The guidelines also stoked fears about federally imposed rationing of health-care services. The Obama administration quickly distanced itself from the recommendations, and the Senate approved an amendment to the legislation guaranteeing that mammograms and other women's health services would be covered.

But critics argued that under the legislation, the panel's recommendations could still limit coverage of other services.

"We're starting down a path, in my opinion, of socialization of medicine in this country," Rep. Joe L. Barton (R-Tex.) said during a daylong grilling of task force members at a congressional hearing on the new mammography guidelines. "We don't want rationing of health care in America. We don't want to intervene between the doctor-patient relationship."

Democrats dispute the charge that the panel's ratings could ration care. "There have been many false charges about the role of the U.S. Preventive Services Task Force recommendations, with some individuals claiming that they would establish a 'ceiling' of covered benefits and dictate what a person can and cannot receive," said Rep. Henry A. Waxman (D-Calif.). "Nothing can be further from the truth."

The task force's recommendations would only help determine a minimum set of services required to be covered, Waxman said. Insurance plans would be free to cover additional services, and the Health and Human Services secretary and a separate Health Benefits Advisory Committee could require more expansive coverage, he said.

But some question whether the panel's recommendations would become the default standard for coverage for most insurance plans.

"The task force's recommendations would become a benchmark -- and we're concerned it could become the only benchmark," said Stephen Finan, senior director of policy for the American Cancer Society's Cancer Action Network.

Proposals for change

In response, the Cancer Society, the American Heart Association and others are supporting language in the House bill that would fundamentally change the task force. The bill would expand the membership from 16 to 30 and would require a broader array of expertise, including specialists in women's health, geriatrics and health disparities.

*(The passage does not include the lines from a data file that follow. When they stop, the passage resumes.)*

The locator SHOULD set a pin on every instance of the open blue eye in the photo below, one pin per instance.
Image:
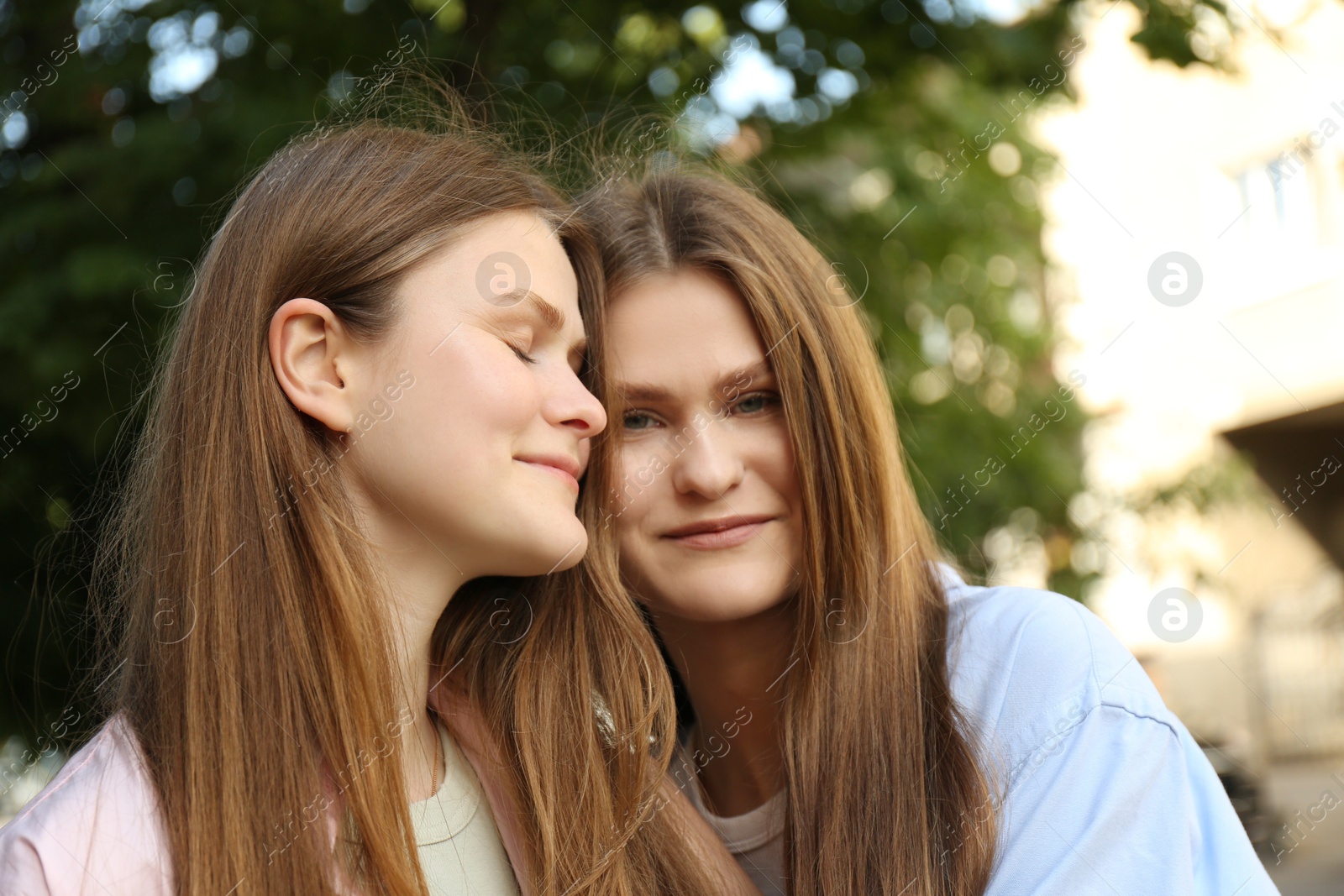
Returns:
(754, 403)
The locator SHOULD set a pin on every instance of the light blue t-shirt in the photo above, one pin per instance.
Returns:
(1106, 792)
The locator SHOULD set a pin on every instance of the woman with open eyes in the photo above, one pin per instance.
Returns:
(353, 647)
(858, 719)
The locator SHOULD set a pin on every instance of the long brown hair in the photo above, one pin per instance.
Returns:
(886, 793)
(253, 654)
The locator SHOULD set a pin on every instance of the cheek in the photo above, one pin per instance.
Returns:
(777, 466)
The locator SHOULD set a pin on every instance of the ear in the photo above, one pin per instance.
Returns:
(313, 358)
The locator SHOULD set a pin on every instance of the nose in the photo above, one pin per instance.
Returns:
(709, 465)
(575, 409)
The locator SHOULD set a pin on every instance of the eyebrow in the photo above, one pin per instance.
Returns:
(550, 315)
(649, 392)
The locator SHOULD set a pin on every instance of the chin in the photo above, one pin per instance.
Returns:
(722, 600)
(562, 543)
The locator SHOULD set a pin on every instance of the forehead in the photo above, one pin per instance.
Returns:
(495, 255)
(683, 329)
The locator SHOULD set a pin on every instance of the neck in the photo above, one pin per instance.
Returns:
(421, 579)
(734, 676)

The task force would also be designated as an official federal advisory panel, which would make its activities subject to federal laws requiring they be more public. The legislation would also create a "stakeholders board" that the panel would be required to consult; the board would include representatives from the public, disease advocacy groups and the insurance industry.

"Science and the public both benefit from increased transparency, and conducting business behind closed doors only adds to the perception that special interests will have an undue influence," Waxman said. "That is why I believe that the proceedings of the task force should be open to the public whenever possible."

While satisfying the Cancer Society and other groups, the proposed changes are doing little to assuage the fears of the most intense critics in Congress. At the same time, they are raising alarm among many supporters of the panel. Enlarging the task force would make it unwieldy, and the other changes could make the group more prone to outside pressure, they say.

"I think it's important to keep the science separate from the policy judgments," said Russell Harris, a professor of medicine at the University of North Carolina at Chapel Hill who served on the task force from 2002 to 2007.

"The science is what the task force is dealing with -- not policymaking. It's saying: 'This is what the science shows.' I think that process could be disturbed if people were to bring their emotional views to the task force."

But others, including some current task force members, acknowledged that if the panel assumes more authority, steps to make it appear more accountable are probably necessary.

"The introduction of politics into the process is a real danger. We need to make sure the task force's evaluations remain free from advocacy, politics and economics," said Ned Calonge, the task force's chairman. "It all depends on how it's implemented. What we need to do is find is the right balance between independence and transparency."